How would we recognize a sustainable enterprise if we saw one? That question has been nagging at me for years. When we celebrate companies ranked as being the most sustainable (see my April 5, 2011, blog: 5 Lists of the Most Sustainable Companies), are they really just the best of a bad lot? When a company is certified as making significant progress towards its aspirational sustainability-related goals (see my April 19 blog: 5 Reasons ULE 880 is a Bellwether Sustainability Standard), are those goals setting the bar high enough?Are we ready for a more rigorous assessment of where Mother Earth would position a company on its journey toward being a truly sustainable enterprise? I think so, for four reasons.
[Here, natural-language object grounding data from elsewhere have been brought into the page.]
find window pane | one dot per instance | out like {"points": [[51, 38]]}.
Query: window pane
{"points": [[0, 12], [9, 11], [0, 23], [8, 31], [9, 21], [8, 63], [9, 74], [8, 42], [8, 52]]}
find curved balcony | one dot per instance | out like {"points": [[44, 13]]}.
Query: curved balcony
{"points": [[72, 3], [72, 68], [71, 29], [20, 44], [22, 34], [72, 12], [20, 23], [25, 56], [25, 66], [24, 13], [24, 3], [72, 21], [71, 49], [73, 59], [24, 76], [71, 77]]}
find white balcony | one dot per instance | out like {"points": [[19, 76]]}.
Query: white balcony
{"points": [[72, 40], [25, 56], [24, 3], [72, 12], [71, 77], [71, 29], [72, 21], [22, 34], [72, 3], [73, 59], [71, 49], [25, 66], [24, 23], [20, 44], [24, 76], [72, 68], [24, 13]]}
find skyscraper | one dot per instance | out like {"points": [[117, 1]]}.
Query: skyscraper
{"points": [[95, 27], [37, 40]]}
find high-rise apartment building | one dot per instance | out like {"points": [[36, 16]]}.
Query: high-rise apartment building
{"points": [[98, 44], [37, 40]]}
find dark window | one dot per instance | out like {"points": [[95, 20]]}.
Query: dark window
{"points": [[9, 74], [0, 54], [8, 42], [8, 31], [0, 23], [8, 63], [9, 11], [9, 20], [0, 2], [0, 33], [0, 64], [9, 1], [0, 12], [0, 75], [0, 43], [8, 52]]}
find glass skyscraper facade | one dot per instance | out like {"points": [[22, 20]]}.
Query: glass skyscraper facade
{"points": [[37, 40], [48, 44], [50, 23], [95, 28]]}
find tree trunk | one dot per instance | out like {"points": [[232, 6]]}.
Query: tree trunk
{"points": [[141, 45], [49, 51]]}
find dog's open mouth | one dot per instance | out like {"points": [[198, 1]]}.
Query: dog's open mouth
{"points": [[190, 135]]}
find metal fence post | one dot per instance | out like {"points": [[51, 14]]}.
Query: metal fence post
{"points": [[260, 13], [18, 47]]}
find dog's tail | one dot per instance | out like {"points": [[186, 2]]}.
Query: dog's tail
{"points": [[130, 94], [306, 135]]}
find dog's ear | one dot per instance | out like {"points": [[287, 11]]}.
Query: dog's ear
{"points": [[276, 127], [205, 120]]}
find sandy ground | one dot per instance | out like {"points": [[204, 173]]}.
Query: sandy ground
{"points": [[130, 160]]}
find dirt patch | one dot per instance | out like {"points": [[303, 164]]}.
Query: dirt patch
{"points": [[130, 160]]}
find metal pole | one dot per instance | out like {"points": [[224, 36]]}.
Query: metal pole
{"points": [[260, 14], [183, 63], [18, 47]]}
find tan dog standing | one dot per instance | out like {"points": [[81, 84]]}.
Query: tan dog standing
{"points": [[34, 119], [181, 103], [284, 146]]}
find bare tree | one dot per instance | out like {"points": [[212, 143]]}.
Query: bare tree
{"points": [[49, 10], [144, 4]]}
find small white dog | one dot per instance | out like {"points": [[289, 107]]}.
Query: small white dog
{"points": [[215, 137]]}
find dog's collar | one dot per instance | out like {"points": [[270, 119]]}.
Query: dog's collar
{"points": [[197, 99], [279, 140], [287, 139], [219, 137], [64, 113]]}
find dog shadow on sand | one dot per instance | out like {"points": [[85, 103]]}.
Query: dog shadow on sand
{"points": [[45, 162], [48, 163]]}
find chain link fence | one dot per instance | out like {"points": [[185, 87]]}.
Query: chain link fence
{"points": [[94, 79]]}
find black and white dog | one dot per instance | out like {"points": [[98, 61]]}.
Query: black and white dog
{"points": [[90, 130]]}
First, we have the criteria. The Natural Step (TNS) has helped us enormously. Its founder, Dr. Karl-Henrik Robèrt orchestrated a consensus among scientists on the four conditions that are necessary for a sustainable society. As a by-product of the TNS effort, scientists defined what organizations must do to help achieve and maintain that society. That is, they have defined sustainable enterprises as ones which meet the four high-level, strategic conditions in the adjacent slide.

Click on image to enlarge

The four principles are wonderfully succinct. They say that a sustainable company is one that cleans up its act, neutralizes its environmental and social impacts, and leaves the world the way it found it, or better. It achieves net zero energy, net zero waste, net zero water, net zero pollution, net zero materials—net zero everything. At least. And it steps up to the gnarly issue of economic and social justice to ensure more equitable attainment of a high quality of life for its stakeholders. The World Business Council for Sustainable Development (WBCSD) has a helpful Vision 2050 set of documents that graphically describes paths to this future state.

Second, we have a great standard on which to build. A new principle-based standard could be modeled on the emerging ULE 880 standard. We just need to replace companies’ aspirational goals relative to 2005 with more absolute goals relative to the four systems conditions for a sustainable enterprise. Any time-based goals would reflect what scientists in that goal’s area of expertise say we need to achieve by the specified date. Another candidate for the base would be the certification criteria for B Corps (see my February 8, 2011 blog, A Better Business Model: B Corporations).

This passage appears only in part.